One is never learning…
I had been running skr mini e3 v3 before and during a nozzle changed happened to possibly short my thermistor. The room temperature readings gone up over 200c even when the thermistor was not plugged in. (No response for heating or anything) Contacted BTT and they sent me a replacement board. But I never figured out what happened with the board.
Now I’m running the machine with an SKR Pico and a very similiar issue happened, except the teamperature reading gone down by about - 80c and I can still print with accordingly adjusted temp settings.
So basically I just want to understand how the thermistors work and see if my issue is fixable without changing the board again.
This board has only two thermistor ports, but by swapping the thermistors between hotend and bed to the respectively other port, you can verify the above points (provided that the other port is still delivering good readings).
The most common thermistor used in 3D printers is of the NTC type. These ‘approach’ short circuit at high temperature, and ‘approach’ open circuit at low temperature. It can be good to know when troubleshooting.

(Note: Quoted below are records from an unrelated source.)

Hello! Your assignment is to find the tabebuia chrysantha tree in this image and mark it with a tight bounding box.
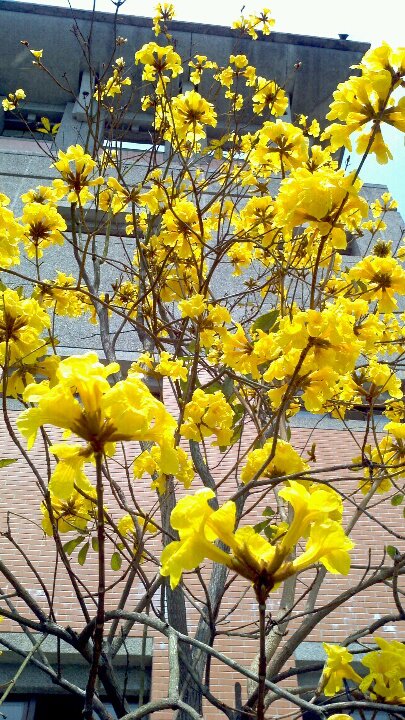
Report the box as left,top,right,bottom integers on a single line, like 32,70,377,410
0,3,405,720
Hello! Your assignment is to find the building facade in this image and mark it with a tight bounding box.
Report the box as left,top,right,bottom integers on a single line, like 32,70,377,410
0,0,403,720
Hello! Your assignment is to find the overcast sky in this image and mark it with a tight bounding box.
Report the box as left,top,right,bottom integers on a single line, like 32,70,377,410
16,0,405,219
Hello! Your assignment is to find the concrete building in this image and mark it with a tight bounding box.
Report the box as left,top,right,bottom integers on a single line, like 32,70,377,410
0,0,403,720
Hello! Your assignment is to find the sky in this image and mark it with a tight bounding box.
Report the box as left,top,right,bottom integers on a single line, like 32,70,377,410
16,0,405,219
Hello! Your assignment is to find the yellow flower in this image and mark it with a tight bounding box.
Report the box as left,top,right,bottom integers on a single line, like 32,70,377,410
155,350,187,382
135,42,183,83
180,389,234,446
161,480,353,601
21,202,67,258
240,438,309,483
252,77,288,117
249,120,308,175
348,255,405,313
359,637,405,705
179,293,207,319
155,90,217,148
1,88,26,112
21,185,61,206
189,55,218,85
133,445,194,495
0,289,50,365
52,145,104,205
0,193,23,269
279,480,343,557
221,323,261,379
7,355,60,398
35,271,89,317
17,353,178,499
160,489,236,589
152,3,175,36
94,57,131,100
41,482,96,536
321,643,361,697
274,166,368,249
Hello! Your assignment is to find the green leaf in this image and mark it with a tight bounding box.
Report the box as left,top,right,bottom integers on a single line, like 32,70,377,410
385,545,400,560
252,310,278,332
111,552,122,570
77,542,90,565
253,520,269,532
263,525,277,542
221,378,235,400
63,535,83,555
0,458,17,468
91,537,98,552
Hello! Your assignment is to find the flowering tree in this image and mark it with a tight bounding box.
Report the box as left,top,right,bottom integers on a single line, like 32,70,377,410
0,4,405,720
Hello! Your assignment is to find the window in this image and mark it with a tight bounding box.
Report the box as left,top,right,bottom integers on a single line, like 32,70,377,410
1,694,138,720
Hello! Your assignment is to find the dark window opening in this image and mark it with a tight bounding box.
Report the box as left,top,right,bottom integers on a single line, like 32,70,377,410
1,694,138,720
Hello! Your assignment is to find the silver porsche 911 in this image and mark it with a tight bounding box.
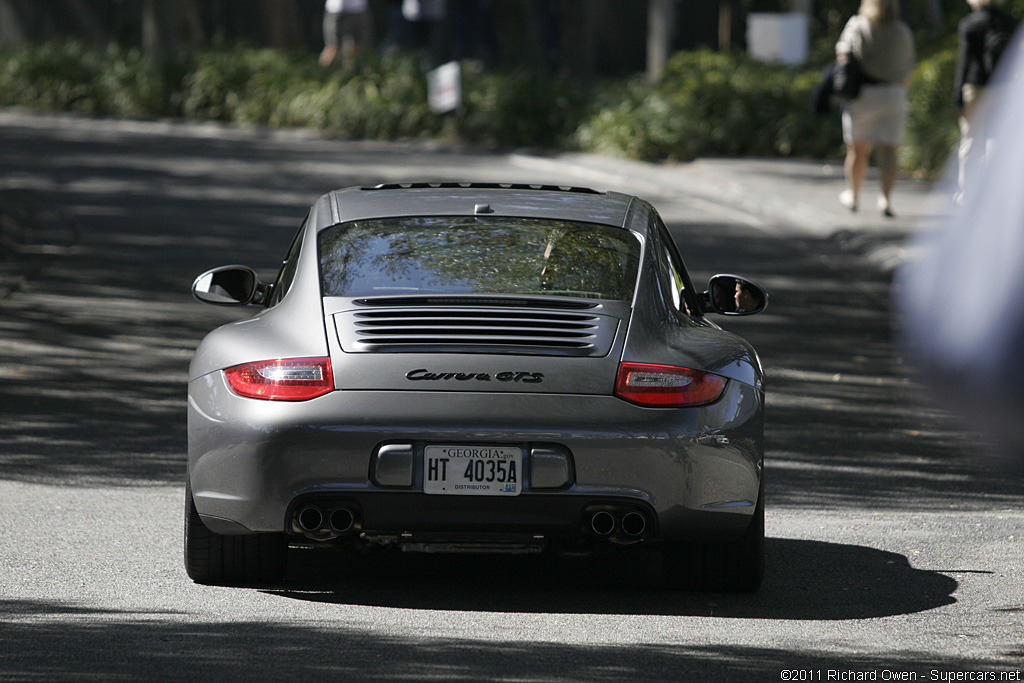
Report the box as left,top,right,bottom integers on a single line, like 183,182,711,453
184,183,767,591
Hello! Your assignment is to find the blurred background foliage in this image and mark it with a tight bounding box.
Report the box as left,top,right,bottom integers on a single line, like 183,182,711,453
0,0,1024,176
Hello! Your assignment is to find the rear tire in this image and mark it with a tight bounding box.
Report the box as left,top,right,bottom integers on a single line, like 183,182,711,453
662,490,765,593
184,482,288,586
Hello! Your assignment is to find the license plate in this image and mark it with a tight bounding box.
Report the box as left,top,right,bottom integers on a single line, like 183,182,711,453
423,445,522,496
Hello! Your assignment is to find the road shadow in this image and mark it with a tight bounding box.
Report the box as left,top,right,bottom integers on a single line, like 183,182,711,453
0,602,1019,683
268,538,957,621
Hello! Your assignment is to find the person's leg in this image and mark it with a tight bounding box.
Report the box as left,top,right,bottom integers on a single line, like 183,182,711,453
839,142,871,211
879,144,899,217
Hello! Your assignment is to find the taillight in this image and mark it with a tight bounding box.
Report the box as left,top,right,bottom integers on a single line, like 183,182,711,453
615,362,726,408
224,357,334,400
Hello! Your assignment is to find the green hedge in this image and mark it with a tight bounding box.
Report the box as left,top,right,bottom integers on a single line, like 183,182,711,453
0,43,957,175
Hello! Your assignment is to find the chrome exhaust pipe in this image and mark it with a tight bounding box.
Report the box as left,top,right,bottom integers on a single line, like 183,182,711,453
590,510,615,536
328,508,355,533
622,511,647,538
296,505,324,533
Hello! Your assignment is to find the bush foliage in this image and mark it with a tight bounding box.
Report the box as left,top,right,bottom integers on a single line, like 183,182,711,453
0,43,957,175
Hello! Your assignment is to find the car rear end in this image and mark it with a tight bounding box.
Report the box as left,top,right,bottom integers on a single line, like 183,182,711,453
190,187,763,589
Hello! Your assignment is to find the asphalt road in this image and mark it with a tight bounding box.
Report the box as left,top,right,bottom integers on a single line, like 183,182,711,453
0,113,1024,682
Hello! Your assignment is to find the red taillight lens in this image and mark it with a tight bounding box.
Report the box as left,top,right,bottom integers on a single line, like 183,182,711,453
615,362,726,408
224,357,334,400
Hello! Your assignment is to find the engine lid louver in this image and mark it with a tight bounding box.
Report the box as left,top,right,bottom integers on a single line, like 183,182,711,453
335,300,618,357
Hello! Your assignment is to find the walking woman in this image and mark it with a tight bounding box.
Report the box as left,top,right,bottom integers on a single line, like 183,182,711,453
836,0,914,217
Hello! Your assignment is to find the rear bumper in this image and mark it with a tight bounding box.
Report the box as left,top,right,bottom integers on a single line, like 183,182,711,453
188,373,764,541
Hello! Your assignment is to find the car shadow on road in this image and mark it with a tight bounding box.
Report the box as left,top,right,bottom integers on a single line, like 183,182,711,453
266,538,958,621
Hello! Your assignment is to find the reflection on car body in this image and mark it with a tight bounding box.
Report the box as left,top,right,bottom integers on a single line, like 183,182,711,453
185,183,767,591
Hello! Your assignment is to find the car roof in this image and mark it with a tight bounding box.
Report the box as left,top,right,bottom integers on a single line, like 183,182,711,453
314,182,637,230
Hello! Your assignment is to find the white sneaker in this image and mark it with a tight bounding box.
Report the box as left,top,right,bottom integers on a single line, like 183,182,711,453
879,195,896,218
839,189,857,211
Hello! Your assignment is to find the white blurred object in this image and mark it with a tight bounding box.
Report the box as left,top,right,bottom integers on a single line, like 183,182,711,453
895,26,1024,467
746,12,810,66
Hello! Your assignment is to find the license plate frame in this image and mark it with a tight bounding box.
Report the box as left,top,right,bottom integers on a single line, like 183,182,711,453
423,444,523,498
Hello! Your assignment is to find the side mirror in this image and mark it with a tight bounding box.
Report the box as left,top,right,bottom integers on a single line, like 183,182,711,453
703,275,768,315
193,265,267,306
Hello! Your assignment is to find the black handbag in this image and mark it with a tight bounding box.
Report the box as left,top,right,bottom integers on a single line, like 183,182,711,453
831,52,874,99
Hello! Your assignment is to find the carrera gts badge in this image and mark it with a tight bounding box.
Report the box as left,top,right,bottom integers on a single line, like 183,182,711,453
406,369,544,384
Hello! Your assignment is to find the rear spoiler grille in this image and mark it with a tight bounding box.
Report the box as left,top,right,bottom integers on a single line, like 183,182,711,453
335,300,618,356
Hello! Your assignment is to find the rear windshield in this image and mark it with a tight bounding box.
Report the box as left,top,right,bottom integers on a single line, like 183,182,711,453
319,216,640,301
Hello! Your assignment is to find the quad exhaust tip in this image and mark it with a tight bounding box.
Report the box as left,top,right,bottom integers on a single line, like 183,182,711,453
590,509,647,540
295,505,355,541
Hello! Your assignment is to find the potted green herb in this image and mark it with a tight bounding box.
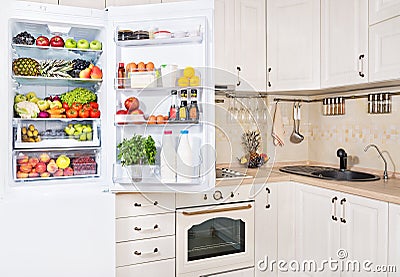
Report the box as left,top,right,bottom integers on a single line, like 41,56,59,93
117,135,157,182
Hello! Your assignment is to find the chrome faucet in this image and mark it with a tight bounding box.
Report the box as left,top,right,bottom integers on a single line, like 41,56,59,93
364,143,389,181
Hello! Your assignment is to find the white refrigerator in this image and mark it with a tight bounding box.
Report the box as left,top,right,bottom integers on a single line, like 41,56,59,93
0,1,215,277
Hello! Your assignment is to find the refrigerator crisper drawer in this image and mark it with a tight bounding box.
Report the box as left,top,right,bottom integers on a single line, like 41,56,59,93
13,149,100,182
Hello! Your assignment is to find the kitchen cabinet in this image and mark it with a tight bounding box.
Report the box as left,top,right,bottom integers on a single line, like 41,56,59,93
106,0,161,7
58,0,106,9
369,16,400,82
321,0,368,88
267,0,320,92
388,203,400,277
369,0,400,25
296,182,388,276
214,0,266,91
254,183,280,277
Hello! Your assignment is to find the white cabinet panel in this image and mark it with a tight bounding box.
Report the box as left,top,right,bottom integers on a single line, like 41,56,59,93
296,185,340,276
340,194,388,276
388,204,400,277
58,0,106,9
369,16,400,82
369,0,400,25
106,0,161,7
267,0,320,91
321,0,368,88
254,183,280,277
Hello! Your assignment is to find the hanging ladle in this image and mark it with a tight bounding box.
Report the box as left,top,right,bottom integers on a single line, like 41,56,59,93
290,102,304,143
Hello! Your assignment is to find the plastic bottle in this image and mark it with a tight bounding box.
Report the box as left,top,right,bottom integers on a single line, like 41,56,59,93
160,130,176,183
176,130,194,183
117,63,125,88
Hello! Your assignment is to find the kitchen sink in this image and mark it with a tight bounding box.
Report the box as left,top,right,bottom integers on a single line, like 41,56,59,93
279,165,380,182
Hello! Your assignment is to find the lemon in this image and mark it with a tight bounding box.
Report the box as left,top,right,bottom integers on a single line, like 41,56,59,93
183,66,194,78
178,77,189,87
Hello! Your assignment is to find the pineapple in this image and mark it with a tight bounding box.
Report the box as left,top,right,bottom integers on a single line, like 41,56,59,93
12,58,40,76
242,131,261,168
40,60,74,78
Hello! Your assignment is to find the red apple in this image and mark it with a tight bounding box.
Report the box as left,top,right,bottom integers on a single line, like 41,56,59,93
64,167,74,176
36,36,50,46
35,162,47,173
50,36,64,47
124,96,139,111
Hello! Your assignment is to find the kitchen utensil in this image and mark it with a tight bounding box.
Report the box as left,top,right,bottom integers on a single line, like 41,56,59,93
296,103,304,142
290,102,304,143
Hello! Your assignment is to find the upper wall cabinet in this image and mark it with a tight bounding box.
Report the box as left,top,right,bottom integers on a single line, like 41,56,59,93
321,0,368,88
369,16,400,82
215,0,266,91
267,0,320,91
369,0,400,25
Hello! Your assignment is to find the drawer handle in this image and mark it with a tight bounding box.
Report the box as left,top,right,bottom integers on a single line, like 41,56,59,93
133,224,159,232
133,248,158,256
133,201,158,208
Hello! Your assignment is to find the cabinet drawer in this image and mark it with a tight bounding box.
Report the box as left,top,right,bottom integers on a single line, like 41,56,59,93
116,259,175,277
116,236,175,267
116,213,175,242
115,193,175,218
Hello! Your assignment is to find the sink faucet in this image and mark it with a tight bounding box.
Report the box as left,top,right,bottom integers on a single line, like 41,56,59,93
364,143,389,181
336,148,347,171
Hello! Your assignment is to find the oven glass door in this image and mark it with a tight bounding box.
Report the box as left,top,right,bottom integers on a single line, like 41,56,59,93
187,217,246,261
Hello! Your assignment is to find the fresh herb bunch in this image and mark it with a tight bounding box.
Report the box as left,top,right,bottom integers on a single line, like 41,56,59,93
117,135,157,166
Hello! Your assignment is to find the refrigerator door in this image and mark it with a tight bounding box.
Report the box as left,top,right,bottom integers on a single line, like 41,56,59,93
107,0,215,192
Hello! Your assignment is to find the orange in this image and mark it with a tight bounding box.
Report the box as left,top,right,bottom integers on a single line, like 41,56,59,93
146,62,154,71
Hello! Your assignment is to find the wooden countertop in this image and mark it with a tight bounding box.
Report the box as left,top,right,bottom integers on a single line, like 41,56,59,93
216,162,400,204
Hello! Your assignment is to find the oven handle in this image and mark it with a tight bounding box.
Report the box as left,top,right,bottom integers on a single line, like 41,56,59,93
182,204,252,216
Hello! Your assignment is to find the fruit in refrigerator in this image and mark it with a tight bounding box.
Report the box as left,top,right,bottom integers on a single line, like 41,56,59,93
124,96,139,111
14,94,27,104
89,39,102,50
40,60,73,78
35,162,47,174
90,65,103,79
36,100,50,111
47,159,58,174
64,167,74,176
50,36,64,47
36,36,50,46
56,154,70,169
36,153,50,163
13,31,35,45
19,163,32,173
76,39,90,49
79,67,92,79
90,109,100,118
12,58,40,76
64,38,76,48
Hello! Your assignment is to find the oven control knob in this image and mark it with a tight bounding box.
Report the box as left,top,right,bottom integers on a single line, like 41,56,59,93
213,190,222,200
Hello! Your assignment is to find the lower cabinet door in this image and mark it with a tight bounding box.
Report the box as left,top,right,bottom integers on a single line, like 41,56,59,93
116,236,175,266
116,259,175,277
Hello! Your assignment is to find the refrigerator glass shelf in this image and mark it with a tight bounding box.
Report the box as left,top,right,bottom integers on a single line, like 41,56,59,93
116,34,203,47
13,75,103,87
12,44,103,63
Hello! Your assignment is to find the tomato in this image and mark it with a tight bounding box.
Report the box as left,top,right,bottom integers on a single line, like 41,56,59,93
90,109,100,118
63,102,69,111
89,101,99,109
66,109,78,118
79,109,90,118
82,103,92,111
71,102,82,111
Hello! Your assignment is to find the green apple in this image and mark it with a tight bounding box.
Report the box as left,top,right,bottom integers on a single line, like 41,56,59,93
90,39,102,50
36,100,50,111
64,38,77,48
76,39,90,49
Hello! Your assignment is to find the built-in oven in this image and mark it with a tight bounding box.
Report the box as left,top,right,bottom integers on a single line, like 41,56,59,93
176,183,254,277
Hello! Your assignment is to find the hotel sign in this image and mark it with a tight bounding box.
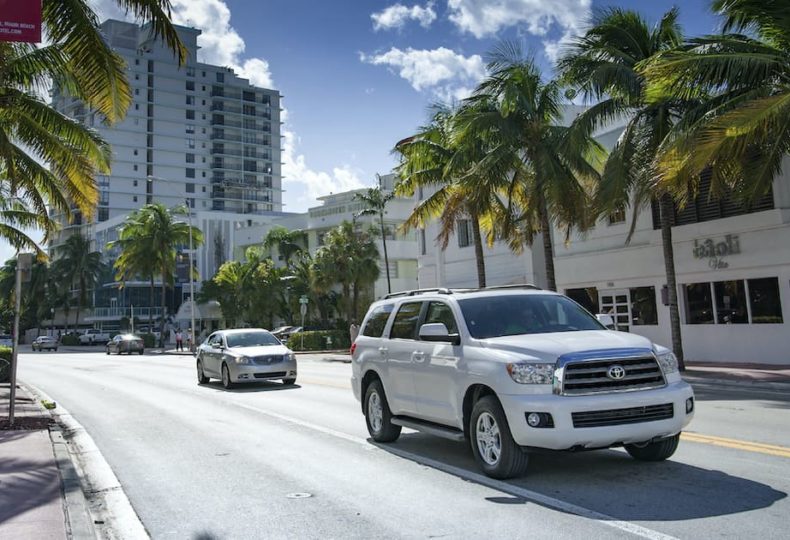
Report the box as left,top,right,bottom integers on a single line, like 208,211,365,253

There are many different NTC thermistors for 3D printers. Your printer.cfg must have the correct settings for the temperature to be displayed correctly.
If your motherboard has 1 defective input, you may be able to use another. I use Z-endstop on my motherboard (BTT E3 RRF). Then you also have to take into account that that input has a 10 kohm resistor to 3.3 volts. Usually it is 4.7kohm.
This z-endstop solution sounds good. As you mentiond the difference in resistors.
What should be the difference in config? May I see that part of your config?
Then you only have 4 ADC inputs (BTT E3 RRF has 12). These 4 are:
GPIO26_ADC0 THB
GPIO27_ADC1 TH0
GPIO28_ADC2 ZDIR
GPIO29_ADC3 SERVO ADC3
GPIO26 and GPIO27 are your thermistors now. GPIO28 is used for Z direction. Then there will only be GPIO29 left. What is already there must then be moved to another input. I don’t know if this is possible. And that GPIO29 has no resistance to 5V (this was 3.3V on my BTT E3 RRF), so this has to be made.
I don’t know what is possible or what you are comfortable doing with such changes.
I do have the Pico and the mini too. Will see if I can salvege any of these. I have an octopus as well (without steppers at the moment) So in the worst case I will use a multi mcu config. The info you wrote is very usefull! Thanks again!